Helminth Allergens, Parasite-Specific IgE, and Its Protective Role in Human Immunity

Abstract

The Th2 immune response, culminating in eosinophilia and IgE production, is not only characteristic of allergy but also of infection by parasitic worms (helminths). Anti-parasite IgE has been associated with immunity against a range of helminth infections and many believe that IgE and its receptors evolved to help counter metazoan parasites. Allergens (IgE-antigens) are present in only a small minority of protein families and known IgE targets in helminths belong to these same families (e.g., EF-hand proteins, tropomyosin, and PR-1 proteins). During some helminth infection, especially with the well adapted hookworm, the Th2 response is moderated by parasite-expressed molecules. This has been associated with reduced allergy in helminth endemic areas and worm infection or products have been proposed as treatments for allergic conditions. However, some infections (especially Ascaris) are associated with increased allergy and this has been linked to cross-reactivity between worm proteins (e.g., tropomyosins) and highly similar molecules in dust-mites and insects. The overlap between allergy and helminth infection is best illustrated in Anisakis simplex, a nematode that when consumed in under-cooked fish can be both an infective helminth and a food allergen. Nearly 20 molecular allergens have been isolated from this species, including tropomyosin (Ani s 3) and the EF-hand protein, Ani s troponin. In this review, we highlight aspects of the biology and biochemistry of helminths that may have influenced the evolution of the IgE response. We compare dominant IgE-antigens in worms with clinically important environmental allergens and suggest that arrays of such molecules will provide important information on anti-worm immunity as well as allergy.
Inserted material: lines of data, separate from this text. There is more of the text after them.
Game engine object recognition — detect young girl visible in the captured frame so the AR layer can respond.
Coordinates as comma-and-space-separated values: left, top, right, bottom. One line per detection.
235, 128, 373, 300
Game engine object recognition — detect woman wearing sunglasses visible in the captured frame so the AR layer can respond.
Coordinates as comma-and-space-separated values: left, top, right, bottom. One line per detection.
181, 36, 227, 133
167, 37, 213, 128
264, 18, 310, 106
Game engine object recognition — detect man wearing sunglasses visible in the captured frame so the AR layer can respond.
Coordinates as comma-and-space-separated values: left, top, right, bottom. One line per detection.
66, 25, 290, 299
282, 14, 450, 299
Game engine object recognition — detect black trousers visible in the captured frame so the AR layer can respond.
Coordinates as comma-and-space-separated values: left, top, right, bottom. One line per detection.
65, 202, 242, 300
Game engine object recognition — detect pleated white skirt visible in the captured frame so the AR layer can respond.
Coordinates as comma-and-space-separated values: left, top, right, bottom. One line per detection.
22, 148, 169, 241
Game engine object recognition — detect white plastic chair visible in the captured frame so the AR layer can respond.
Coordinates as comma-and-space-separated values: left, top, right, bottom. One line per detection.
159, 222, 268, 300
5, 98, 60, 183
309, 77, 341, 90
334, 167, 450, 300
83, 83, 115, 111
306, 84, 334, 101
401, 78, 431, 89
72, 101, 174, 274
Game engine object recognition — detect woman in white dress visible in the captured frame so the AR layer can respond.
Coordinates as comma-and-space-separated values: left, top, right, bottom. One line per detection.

Keywords: IgE; Schistosoma mansoni; allergen; helminth; protective role.

Figure 1

(A) Homology modeling of the structure of the dominant SmTAL1 allergen in S. mansoni generated using protein homology/analogy recognition engine 2 (PHYRE2) (132), showing the two helix-loop-helix Ca²⁺-binding motifs within the EF-hand domain. (B) Transverse section of male S. mansoni worm stained for the surface protein SmCD59 (green) and under that in the tegument layer, the EF-hand protein SmTAL1 (red) (courtesy of Prof. Alan Wilson University of York). The walls of the gut also stain for SmTAL1. The location illustrates how this sub-surface allergen in inaccessible to host IgE, unless the tegument layer is damaged, but its physiological function and role in host protection remain to be elucidated.